Are there a more elegant way to reach the solution?
Aggregate/reduce returns one unique result. If size of distinct values grows, when this aproach start to be a performace problem?
If you are experimenting with UDFs and/or want to accumulate some values (like unique bins), what you are doing is the right way to go. I cannot think of a significantly better approach. Coming to your second question, obviously, as the size of the map grows, its going to take a performance hit. But as you are only maintaining only integer for each key, it will not be too bad. You should cross check by experimenting with large number of unique bins.
However, if you main intention is to know the unique bin count (or names) and don’t care if you use UDFs or not, you can use the info command API and send the command ‘bins’ (output format).
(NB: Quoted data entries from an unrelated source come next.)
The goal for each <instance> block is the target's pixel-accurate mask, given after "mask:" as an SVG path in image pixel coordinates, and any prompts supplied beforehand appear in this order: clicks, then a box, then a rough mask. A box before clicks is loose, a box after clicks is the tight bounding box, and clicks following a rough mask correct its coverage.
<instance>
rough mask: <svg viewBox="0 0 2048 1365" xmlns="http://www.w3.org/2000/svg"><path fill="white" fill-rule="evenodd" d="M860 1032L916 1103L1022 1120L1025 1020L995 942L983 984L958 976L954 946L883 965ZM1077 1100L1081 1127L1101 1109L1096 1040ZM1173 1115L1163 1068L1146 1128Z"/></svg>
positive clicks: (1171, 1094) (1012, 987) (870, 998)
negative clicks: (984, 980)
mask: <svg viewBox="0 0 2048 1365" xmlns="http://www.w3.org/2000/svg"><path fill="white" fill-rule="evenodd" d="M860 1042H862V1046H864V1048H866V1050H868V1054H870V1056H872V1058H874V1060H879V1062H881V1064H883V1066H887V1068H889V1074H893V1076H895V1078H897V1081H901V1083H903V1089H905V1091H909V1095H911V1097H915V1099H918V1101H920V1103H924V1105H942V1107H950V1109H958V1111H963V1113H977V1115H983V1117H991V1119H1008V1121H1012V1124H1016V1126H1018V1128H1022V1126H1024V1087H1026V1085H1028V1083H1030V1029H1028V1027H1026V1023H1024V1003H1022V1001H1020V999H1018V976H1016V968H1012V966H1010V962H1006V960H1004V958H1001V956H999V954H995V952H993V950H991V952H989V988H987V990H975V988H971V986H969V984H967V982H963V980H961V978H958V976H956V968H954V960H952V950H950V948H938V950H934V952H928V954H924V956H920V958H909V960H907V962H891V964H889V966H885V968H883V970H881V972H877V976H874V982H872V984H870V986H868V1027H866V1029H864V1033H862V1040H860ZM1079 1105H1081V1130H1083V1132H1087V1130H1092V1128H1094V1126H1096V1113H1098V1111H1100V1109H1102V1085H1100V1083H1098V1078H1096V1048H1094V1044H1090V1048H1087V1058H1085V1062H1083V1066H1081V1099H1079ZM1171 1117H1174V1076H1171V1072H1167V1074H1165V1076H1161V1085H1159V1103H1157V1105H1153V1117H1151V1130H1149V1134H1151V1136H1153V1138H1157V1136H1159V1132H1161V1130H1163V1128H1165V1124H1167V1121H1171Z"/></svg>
You need to send this command to each node in the cluster. This approach is far more lightweight because it does not need to do an I/O at all. We just walk the metadata of the namespace and get the info. Note that this info command gives bins of the entire namespace. You cannot restrict it to the records that match an arbit secondary index query.
From the info that you shared, I think option-1 is better. As you get everything in one shot. Secondary index queries are good when it returns a bunch of records in one go. This will avoid needing to do many back and forth with N different queries.